End-of-Chapter Tools

Each chapter contains, in addition to the problems for you to solve, three tools to help you verify your understanding of the concepts and techniques that were covered in the text.

To Bear in Mind

This section highlights two of the most significant issues in the chapter, with an emphasis on concepts that can be confusing or techniques that can cause difficulties when used in practice. These are just short “nudges” to make sure you understand.

Test Yourself

This section contains five questions (sometimes compound questions) that allow you to make sure you have grasped the chapter's major points. A short answer is usually all that is required for each question, although sometimes the answer can be longer. You should try to respond to each question as fully as you can before looking at the answer in appendix A.

Practice Cases

In addition to solving the problems in each chapter and answering the “Test Yourself” questions, you are asked to prepare an analysis of one or more practice cases at the end of each chapter. As with the problems contained in the chapter, you should attempt to analyze each practice case to the best of your ability before looking at the solution in appendix B. Each case covers some of the concepts discussed in the chapter and thus will give you an opportunity to test your knowledge of how the chapter's content would be applied in a practical setting.
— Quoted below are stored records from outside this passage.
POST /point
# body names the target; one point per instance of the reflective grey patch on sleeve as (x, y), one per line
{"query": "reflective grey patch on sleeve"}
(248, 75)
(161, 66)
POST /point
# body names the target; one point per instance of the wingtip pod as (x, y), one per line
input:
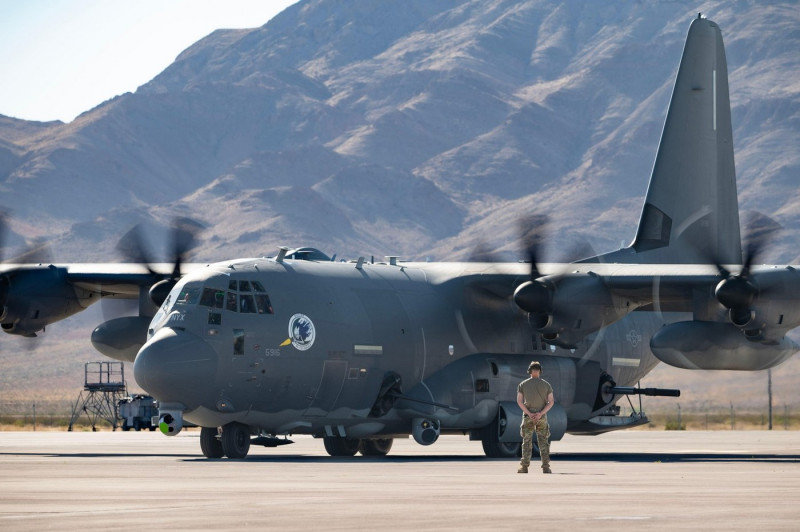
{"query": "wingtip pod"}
(691, 208)
(713, 345)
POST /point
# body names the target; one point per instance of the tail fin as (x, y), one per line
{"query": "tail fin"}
(691, 212)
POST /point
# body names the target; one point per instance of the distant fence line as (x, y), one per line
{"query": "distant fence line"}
(706, 416)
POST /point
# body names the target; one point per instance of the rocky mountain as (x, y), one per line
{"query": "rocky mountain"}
(419, 128)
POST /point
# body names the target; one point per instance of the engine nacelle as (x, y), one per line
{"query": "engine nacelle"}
(714, 345)
(121, 338)
(425, 431)
(565, 309)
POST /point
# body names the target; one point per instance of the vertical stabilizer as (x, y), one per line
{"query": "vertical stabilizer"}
(691, 211)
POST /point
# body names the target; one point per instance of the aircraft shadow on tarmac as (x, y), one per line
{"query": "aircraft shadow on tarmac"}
(560, 457)
(399, 459)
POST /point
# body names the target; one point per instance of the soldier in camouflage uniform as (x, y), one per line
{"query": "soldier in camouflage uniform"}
(535, 398)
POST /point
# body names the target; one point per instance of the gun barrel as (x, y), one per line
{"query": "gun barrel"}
(630, 390)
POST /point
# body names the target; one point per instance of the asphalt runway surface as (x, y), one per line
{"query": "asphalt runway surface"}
(629, 480)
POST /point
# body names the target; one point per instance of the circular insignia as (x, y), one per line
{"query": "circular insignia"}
(301, 332)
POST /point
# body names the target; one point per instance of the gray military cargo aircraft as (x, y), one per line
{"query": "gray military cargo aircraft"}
(359, 353)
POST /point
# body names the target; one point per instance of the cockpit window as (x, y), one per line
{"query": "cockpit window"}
(263, 304)
(246, 304)
(188, 296)
(212, 298)
(247, 297)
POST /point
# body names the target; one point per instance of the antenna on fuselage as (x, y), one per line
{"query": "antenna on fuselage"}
(282, 254)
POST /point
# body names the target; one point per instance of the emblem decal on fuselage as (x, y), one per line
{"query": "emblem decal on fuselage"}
(301, 332)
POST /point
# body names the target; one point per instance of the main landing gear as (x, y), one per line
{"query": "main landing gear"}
(336, 446)
(233, 442)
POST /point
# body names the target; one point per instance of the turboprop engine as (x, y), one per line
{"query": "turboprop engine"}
(714, 345)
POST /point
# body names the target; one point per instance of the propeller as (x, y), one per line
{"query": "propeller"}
(183, 238)
(738, 291)
(535, 296)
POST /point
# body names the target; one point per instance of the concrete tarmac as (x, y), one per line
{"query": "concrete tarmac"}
(630, 480)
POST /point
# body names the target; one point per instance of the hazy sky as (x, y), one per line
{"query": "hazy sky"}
(59, 58)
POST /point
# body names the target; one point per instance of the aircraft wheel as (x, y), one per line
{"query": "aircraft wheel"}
(336, 446)
(235, 440)
(210, 444)
(375, 447)
(493, 447)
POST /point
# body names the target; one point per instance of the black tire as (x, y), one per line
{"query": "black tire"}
(210, 444)
(336, 446)
(493, 447)
(379, 447)
(235, 440)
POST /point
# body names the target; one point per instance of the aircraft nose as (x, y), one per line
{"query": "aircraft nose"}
(174, 365)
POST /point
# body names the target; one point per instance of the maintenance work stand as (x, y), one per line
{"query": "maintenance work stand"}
(104, 386)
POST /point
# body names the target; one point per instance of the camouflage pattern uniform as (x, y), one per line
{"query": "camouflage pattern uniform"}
(535, 392)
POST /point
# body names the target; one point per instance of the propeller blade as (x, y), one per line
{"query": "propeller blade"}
(533, 232)
(760, 230)
(184, 239)
(133, 248)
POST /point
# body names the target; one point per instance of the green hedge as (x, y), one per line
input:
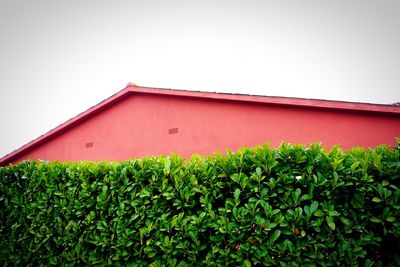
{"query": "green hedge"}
(291, 206)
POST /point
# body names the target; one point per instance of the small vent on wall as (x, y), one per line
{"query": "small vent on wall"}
(89, 145)
(173, 131)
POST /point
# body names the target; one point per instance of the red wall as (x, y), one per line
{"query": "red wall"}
(139, 126)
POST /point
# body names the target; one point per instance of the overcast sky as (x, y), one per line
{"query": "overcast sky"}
(59, 58)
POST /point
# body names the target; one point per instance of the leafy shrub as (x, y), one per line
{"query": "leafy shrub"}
(289, 206)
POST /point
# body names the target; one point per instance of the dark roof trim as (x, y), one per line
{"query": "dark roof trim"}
(133, 89)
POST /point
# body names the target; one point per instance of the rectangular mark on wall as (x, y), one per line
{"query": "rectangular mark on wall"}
(173, 131)
(89, 145)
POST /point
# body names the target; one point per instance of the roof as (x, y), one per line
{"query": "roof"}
(132, 89)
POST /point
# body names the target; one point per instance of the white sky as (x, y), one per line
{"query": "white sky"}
(58, 58)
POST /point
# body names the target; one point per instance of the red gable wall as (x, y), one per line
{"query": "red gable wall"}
(153, 124)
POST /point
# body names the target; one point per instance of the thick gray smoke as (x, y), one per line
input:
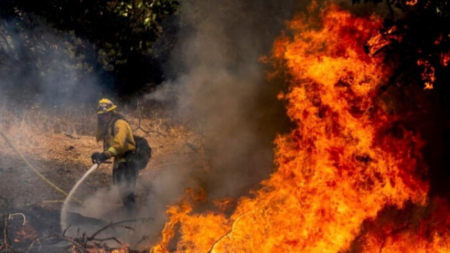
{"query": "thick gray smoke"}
(221, 87)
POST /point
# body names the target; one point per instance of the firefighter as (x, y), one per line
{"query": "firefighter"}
(118, 142)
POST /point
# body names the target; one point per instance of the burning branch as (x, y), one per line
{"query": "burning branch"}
(230, 232)
(83, 243)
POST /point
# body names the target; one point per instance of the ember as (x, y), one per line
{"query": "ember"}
(348, 164)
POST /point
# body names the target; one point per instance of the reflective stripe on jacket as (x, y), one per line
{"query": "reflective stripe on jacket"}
(119, 140)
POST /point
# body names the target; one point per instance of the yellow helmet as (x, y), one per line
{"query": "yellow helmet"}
(105, 105)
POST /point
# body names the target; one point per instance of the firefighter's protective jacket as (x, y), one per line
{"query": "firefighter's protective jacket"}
(119, 140)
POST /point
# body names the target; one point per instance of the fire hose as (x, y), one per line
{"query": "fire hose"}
(36, 171)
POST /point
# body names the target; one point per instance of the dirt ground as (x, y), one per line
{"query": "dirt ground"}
(63, 157)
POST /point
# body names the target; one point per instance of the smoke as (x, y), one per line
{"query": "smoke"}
(222, 91)
(40, 65)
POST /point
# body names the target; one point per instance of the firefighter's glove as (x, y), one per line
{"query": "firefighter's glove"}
(98, 157)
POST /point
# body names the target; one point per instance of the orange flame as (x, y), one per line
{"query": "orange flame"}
(344, 163)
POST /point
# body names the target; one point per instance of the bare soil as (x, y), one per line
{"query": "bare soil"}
(63, 157)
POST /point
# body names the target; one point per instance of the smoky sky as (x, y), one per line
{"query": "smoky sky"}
(40, 64)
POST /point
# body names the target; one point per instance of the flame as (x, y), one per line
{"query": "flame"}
(346, 162)
(427, 74)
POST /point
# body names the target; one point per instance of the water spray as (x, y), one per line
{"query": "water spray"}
(67, 200)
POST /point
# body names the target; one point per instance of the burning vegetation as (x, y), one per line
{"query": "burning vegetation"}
(351, 176)
(358, 170)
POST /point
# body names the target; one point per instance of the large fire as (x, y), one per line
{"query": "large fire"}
(350, 177)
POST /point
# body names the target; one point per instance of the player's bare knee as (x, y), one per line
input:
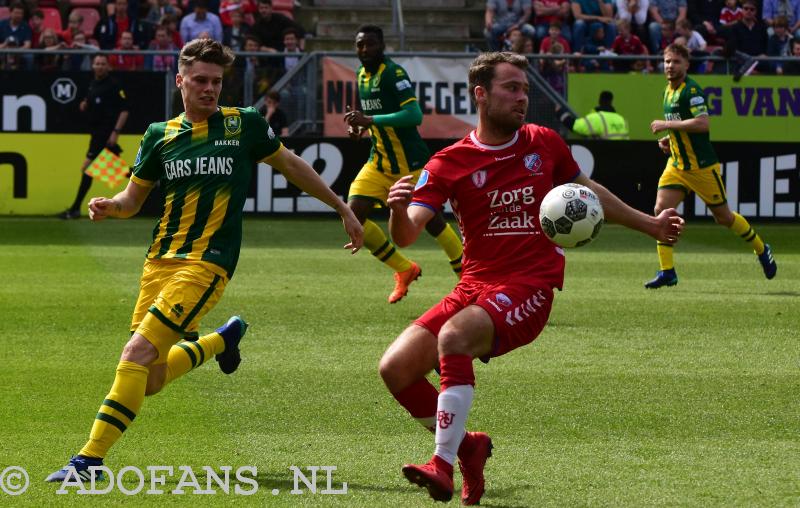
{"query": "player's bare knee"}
(139, 350)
The practice cases usually are rather short; some might even be thought of as extended problems. In some instances, however, the cases are longer and more detailed. Much depends on the chapter's content. The conventional distinction between an extended problem and a case is that a case usually presents a situation for which there is no single right answer. For many of the practice cases, there are right answers, although as you will see, there is sometimes more room for judgment than you might imagine initially.

Several practice cases are good candidates for relatively simple spreadsheet analysis, and you should use spreadsheet software in preparing your analyses of these cases. This approach not only will help you improve your spreadsheet skills but also will allow you to test alternative solutions more easily than if you had only written out the answer.

User Orientation

The book has a user orientation, focusing mainly on line managers and senior managers, and orienting the discussion to the decisions they make on a regular basis. Accounting details are discussed to the extent necessary for you to understand the concepts and techniques used in most organizations, but the text does not cover exceptions to the rules or some of the possible variations on each traditional theme.

Organizational Focus

Many texts use manufacturing examples to illustrate accounting concepts and principles. This book uses manufacturing examples, where appropriate, but these examples—as well as all the problems and practice cases—are set in the context of organizations that are in some way associated with the health care sector. Nevertheless, most of the examples, problems, and practice cases are about service organizations.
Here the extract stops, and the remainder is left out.